Little pearls to make your poetry book gleam
- Every poem must be very strong, edited to its finest, and any weaker poems removed or any that don’t fit with this manuscript’s themes, voices and preoccupations. A leaner manuscript is definitely preferred to a longer one.
- If you have many poems on the same theme—say about your mother’s death—each poem needs to approach the topic differently and arrive at a different place. Otherwise, choose only a few to include and sprinkle them through the manuscript, rather than place them one after another.
- One teacher gave an example of a manuscript (not one at the conference) that was full of one fantastic poem after another, but they all progressed in the same way—thesis, exposition, epiphany—and had a similar form. The book didn’t work as a whole because there wasn’t enough variety. One editor said what she looks for is a “constellation of difference”—constellation suggests the poems belong together, but difference means there are various stars orbiting in the same galaxy.
- Ask of each poem why it belongs in the manuscript and what it is doing there. What is this poem’s relationship to the title? What are the ambitions of these poems together?
- Form is as important as content. Formal decisions are as important as content decisions.
- The titles provide a map to the manuscript. Be careful of titles the feel pedestrian—will they draw the reader in?
- Let the image do the work. Cut away explanation that is already inferred in the image. Trust your readers.
- Always submit poems in PDF form, not in a Word doc, as formatting can get wonky.
- Watch out for glosses rather than specifics, not “aging parents” but “my father’s arthritic hands gripping the bed rail.”
- Once a voice is established, it sets the bar for the rest of the manuscript, and editors look for that voice and quality throughout. Voice combines who is speaking, how are they speaking, and who are you speaking to?
- When writing about the natural world, locate the reader in a specific, particular place—not just any tree or river.

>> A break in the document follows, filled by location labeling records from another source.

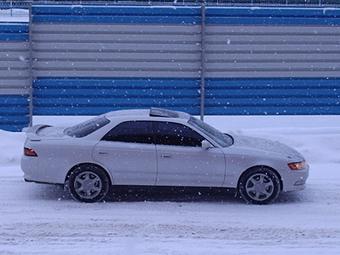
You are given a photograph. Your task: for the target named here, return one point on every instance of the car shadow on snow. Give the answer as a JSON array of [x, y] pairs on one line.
[[163, 194]]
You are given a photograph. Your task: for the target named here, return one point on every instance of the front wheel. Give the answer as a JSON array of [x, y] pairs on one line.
[[88, 183], [259, 186]]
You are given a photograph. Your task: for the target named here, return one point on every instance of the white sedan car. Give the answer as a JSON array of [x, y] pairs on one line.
[[158, 147]]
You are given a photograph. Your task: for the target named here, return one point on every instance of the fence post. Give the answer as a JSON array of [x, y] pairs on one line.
[[30, 59], [202, 68]]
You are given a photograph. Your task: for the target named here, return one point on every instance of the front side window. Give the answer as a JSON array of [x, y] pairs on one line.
[[131, 132], [168, 133], [222, 139], [85, 128]]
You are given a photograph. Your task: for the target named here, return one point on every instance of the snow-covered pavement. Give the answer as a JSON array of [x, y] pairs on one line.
[[40, 219]]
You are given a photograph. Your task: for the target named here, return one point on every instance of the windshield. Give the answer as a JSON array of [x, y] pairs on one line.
[[87, 127], [222, 139]]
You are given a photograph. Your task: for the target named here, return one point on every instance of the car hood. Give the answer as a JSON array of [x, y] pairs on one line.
[[267, 145]]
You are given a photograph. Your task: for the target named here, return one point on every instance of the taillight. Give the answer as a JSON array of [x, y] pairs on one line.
[[297, 165], [30, 152]]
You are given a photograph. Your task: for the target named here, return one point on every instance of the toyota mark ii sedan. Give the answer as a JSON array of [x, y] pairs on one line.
[[158, 147]]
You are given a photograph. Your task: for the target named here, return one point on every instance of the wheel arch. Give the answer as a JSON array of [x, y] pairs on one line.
[[92, 164], [256, 167]]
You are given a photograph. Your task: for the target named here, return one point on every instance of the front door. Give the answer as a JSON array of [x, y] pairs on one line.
[[181, 159], [128, 152]]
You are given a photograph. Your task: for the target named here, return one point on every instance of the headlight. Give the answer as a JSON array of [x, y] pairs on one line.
[[297, 165]]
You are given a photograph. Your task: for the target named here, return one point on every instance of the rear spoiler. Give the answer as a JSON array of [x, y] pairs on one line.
[[34, 129]]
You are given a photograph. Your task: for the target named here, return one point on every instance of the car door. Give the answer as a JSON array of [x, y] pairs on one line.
[[181, 159], [129, 153]]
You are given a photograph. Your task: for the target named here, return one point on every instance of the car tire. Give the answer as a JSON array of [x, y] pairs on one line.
[[260, 185], [89, 184]]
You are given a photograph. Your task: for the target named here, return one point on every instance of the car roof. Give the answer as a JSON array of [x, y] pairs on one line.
[[148, 114]]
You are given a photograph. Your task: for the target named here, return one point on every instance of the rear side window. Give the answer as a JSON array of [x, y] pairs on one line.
[[131, 132], [87, 127], [168, 133]]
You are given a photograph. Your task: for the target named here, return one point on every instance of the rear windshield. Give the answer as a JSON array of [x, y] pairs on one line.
[[87, 127]]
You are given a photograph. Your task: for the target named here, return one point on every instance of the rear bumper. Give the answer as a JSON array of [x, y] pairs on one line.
[[295, 180], [34, 173]]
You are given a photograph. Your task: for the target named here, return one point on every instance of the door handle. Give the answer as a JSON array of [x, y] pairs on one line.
[[165, 156]]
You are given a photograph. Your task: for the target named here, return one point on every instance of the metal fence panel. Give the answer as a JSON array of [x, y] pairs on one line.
[[14, 76], [93, 59], [272, 61]]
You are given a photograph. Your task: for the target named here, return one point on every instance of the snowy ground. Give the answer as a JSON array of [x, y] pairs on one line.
[[40, 219]]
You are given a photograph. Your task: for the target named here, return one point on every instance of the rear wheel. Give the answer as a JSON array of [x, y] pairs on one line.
[[259, 186], [88, 183]]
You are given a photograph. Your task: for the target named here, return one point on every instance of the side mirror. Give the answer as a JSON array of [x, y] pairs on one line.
[[206, 145]]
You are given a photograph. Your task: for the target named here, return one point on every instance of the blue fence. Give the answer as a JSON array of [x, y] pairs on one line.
[[93, 59], [14, 110]]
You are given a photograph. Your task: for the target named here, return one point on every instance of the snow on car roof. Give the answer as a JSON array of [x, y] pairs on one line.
[[153, 112]]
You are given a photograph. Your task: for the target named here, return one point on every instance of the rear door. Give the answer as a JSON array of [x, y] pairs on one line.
[[181, 159], [129, 153]]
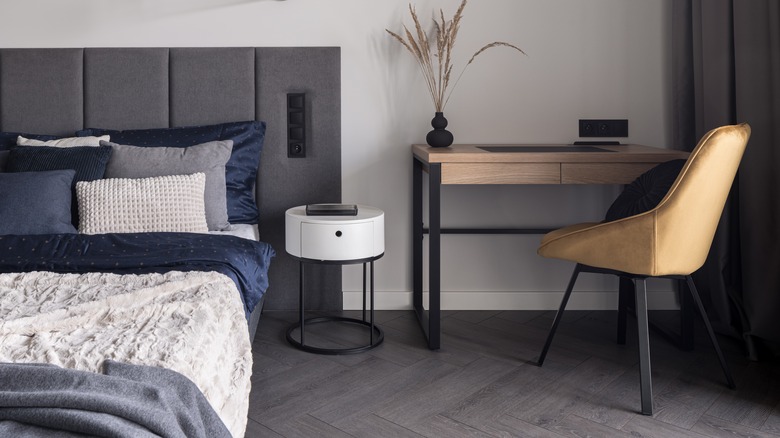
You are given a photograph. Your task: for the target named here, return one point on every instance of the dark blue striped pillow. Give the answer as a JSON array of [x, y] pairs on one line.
[[89, 162], [240, 170]]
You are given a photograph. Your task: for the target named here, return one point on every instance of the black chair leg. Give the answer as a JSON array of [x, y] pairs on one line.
[[645, 381], [558, 315], [625, 291], [697, 300]]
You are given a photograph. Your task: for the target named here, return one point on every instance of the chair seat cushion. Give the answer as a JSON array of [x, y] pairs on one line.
[[645, 192]]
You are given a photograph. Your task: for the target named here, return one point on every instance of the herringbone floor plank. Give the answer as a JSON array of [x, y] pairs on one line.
[[483, 382]]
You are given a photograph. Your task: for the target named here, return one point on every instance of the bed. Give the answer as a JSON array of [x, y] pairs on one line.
[[141, 201]]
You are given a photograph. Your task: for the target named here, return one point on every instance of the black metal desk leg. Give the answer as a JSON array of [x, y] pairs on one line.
[[417, 235], [430, 320], [434, 251]]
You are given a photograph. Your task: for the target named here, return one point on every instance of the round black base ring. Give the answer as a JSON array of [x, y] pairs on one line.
[[380, 336]]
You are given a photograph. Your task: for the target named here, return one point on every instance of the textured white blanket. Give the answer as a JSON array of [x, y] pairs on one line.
[[190, 322]]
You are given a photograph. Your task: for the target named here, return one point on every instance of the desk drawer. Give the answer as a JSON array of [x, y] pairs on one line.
[[602, 173], [500, 173]]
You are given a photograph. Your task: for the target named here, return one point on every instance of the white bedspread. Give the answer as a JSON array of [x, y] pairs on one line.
[[190, 322]]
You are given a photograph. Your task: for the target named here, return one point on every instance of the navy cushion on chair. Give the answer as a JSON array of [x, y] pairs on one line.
[[645, 192]]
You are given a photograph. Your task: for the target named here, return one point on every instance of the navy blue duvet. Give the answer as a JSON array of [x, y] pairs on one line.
[[246, 262]]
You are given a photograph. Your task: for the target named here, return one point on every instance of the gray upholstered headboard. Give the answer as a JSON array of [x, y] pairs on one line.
[[59, 91]]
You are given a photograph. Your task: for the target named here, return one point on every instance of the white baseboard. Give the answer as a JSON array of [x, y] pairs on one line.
[[509, 300]]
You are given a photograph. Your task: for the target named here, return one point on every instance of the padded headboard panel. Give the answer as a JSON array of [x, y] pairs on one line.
[[59, 91]]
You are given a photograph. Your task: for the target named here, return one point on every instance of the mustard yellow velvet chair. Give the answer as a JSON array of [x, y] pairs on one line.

- What’s at stake for the poet/speaker in these poems? One editor stressed the need to see the poet’s culpability in the topics being addressed, to see self-criticism, if there is criticism of our world, and in general to see the speaker’s vulnerability and responsibility. For instance, I write a lot about the limitations of language to describe experience. She said she wanted to read how language has failed me specifically.
- Keep a rubble pile, a file of lines you love that you have had to cut from your poems (to make the poems stronger) to draw from for new poems.
And finally, a wonderful quote that was shared with us from Annie Dillard (from her essay, “Write Till You Drop”:
“You were made and set here to give voice to this, your own astonishment.”